Going Viral
Going Viral is an interactive artwork that invites people to intervene in the spreading of misinformation by sharing informational videos about COVID-19 that feature algorithmically generated celebrities, social media influencers, and politicians that have made or shared claims about the coronavirus that are counter to the official consensus of healthcare professionals and were categorized as misinformation. In the videos, algorithmically-generated speakers deliver public service announcements or present news stories that counter the misinformation they had previously promoted on social media.
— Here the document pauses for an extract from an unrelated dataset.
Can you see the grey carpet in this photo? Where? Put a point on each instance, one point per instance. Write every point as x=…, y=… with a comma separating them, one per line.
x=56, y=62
The sharable YouTube videos are made using a conditional generative adversarial network (cGAN) that is trained on sets of two images where one image becomes a map to produce a second image, resulting in a glitchy reconstruction of the speaker. The recognizable, but clearly digitally-produced aesthetic prevents the videos from being classified as “deepfakes” and removed by online platforms, while inviting viewers to reflect on the constructed nature of celebrity, and question the authority of celebrities on issues of public health and the validity of information shared on social media. Celebrities and social media influencers are now entangled in the discourse on public health, and are sometimes given more authority than scientists or public health officials. Like the rumors they spread, the online popularity of social media influencers and celebrities is amplified through neural network-based content recommendation algorithms used by online platforms. 
The videos in Going Viral are produced by a Pix2Pix conditional generative adversarial network (cGAN). In a cGAN, a neural network is trained on sets of two images where one image becomes a map to produce a second image. In Going Viral, the two images are a frame from a video and the facial recognition landmarks from that video frame. Once the model is trained, it can be used to generate an image of a face based only on the facial landmarks from the first image. The process starts by extracting the facial landmarks of an influencer, celebrity, or politician from frames of a video. A model that maps the landmarks to an image of the influencer is then trained. Next, the facial landmarks of an expert speaking on a topic are extracted and used to generate new video frames. The new frames are combined to make a video with the audio track of the expert or journalist to produce a public service announcement that counters the misinformation spread by the celebrity, influencer, or politician. Finally, these videos are posted to YouTube and are shareable on social media via goingviral.art.
About The Artists
 Derek Curry (US) is an artist-researcher whose work critiques and addresses spaces for intervention in automated decision-making systems. His work has addressed automated stock trading systems, Open Source Intelligence gathering (OSINT), and algorithmic classification systems. His artworks have replicated aspects of social media surveillance systems and communicated with algorithmic trading bots. Derek earned his MFA in New Genres from UCLA's Department of Art in 2010 and his PhD in Media Study from the State University of New York at Buffalo in 2018. He is currently an Assistant Professor at Northeastern University in Boston.
Jennifer Gradecki (US) is an artist-theorist who investigates secretive and specialized socio-technical systems. Her artistic research has focused on social science techniques, financial instruments, technologies of mass surveillance, intelligence analysis, artificial intelligence, and social media misinformation. She received her MFA in New Genres from UCLA in 2010 and her PhD in Visual Studies from SUNY Buffalo in 2019. She is currently an Assistant Professor at Northeastern University in Boston.
Curry and Gradecki have presented and exhibited at venues including Ars Electronica (Linz), Media Art History (Krems), NeMe Arts Center (Cypress), Art Machines (Hong Kong), ISEA (Vancouver), ADAF (Athens), and the Centro Cultural de España (México). Their research has been published in Big Data & Society, Visual Resources, Leonardo, and Leuven University Press. Their artwork has been funded by Science Gallery Dublin, Science Gallery Detroit, the Puffin Foundation, and the NEoN Digital Arts Festival.